The wind picks up. I pull on my Windbreaker and cinch up the hood. The sky is sharp and blue, and I can see the mountains all around me—the summer green of the maple leaves, the dark spruce and pine dotting the upper elevations, valleys on either side of me, and a wave of mountains in the distance, stretching all the way to Canada.
I look at these mountains and feel the wind pressing into my cheeks and close my eyes. A little piece of me opens up to being outside, with a dog at my feet and food in my belly.
Moose and I fall into a rhythm. He bounds ahead for thirty feet, then circles back to make sure I’m still there. When he reaches me he wags his tail, gives me a drooly smile, then turns around and leaps forward again. Even though he has far more energy and strength than me, he never goes out of my sight. It’s like he’s afraid of losing me. It’s probably just because he knows I’ll give him food. But I don’t mind.
Like bumps along a camel’s back, we hike steadily over peak after peak. Franconia Ridge is made up of a bunch of L-named mountains—Liberty and Little Haystack, Lincoln, and finally, the beast of the range, Lafayette, which stands nearly a mile tall.
On top of Liberty, Moose and I happily wolf down a few energy bars. We pass a bunch of folks on the ridge, but I don’t talk to them. I’m still trying to keep myself as forgettable as possible so no one gets suspicious and raises the alarm.

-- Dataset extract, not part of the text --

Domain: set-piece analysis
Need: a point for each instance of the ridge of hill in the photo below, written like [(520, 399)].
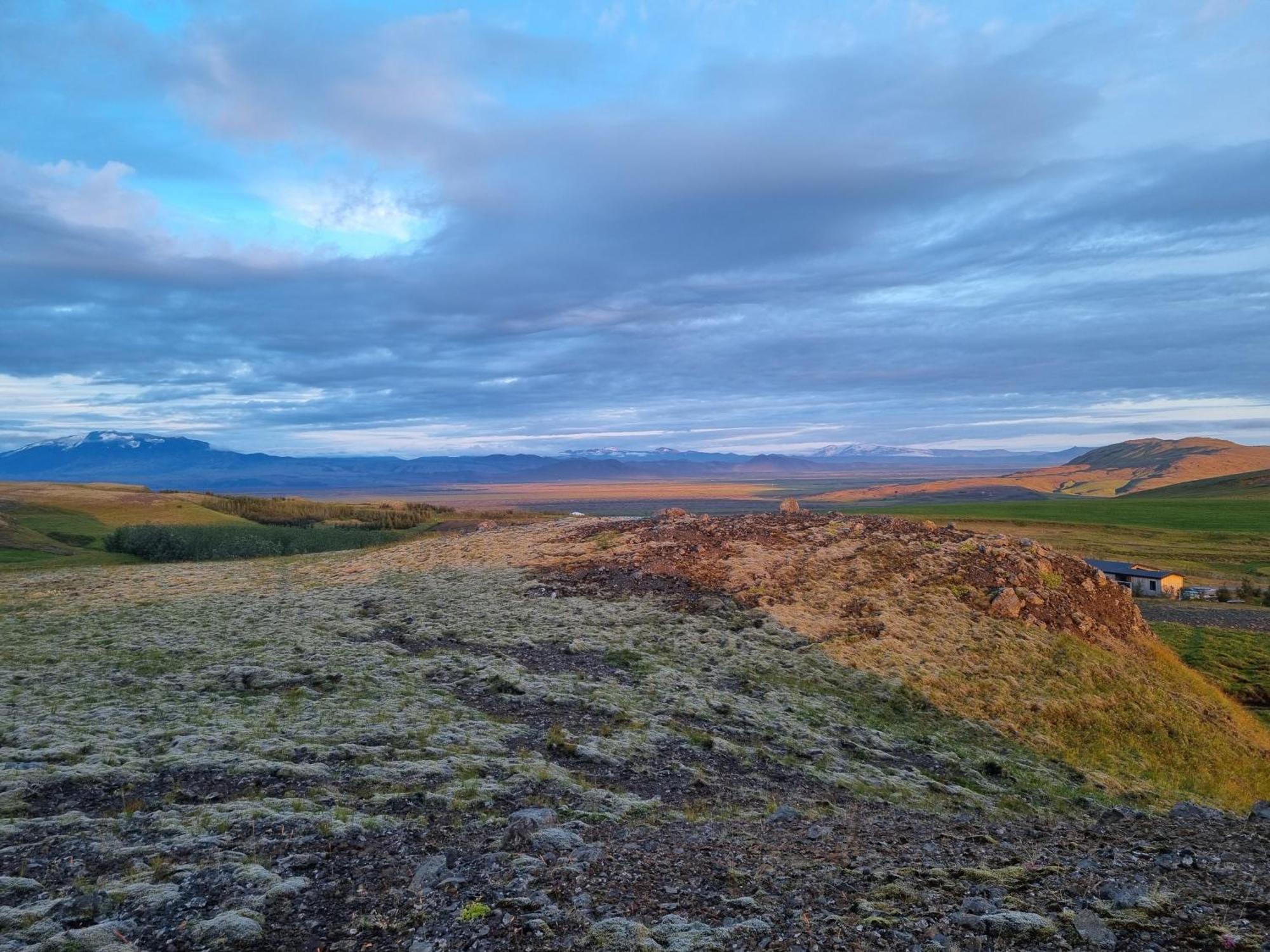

By the time we get to Little Haystack, I’m starting to slow down. Moose is running only twenty feet ahead of me instead of thirty. On Lincoln he has stopped running ahead completely. After we have another snack, Moose stays by my side, tiredly panting as we slog forward.
As the afternoon turns into evening, the steady stream of hikers trickles to one or two an hour, then none. By the time we reach the top of Lafayette, the sun has set. I pull my map out in the fading twilight and trace the trail to the Garfield Ridge Shelter. My heart sinks. I still have four miles to go.
It’s cold on the rocky peak. A wind whips up, and Moose shivers. I look down at him. His head is drooping and his tongue is hanging out. He’s tired, too.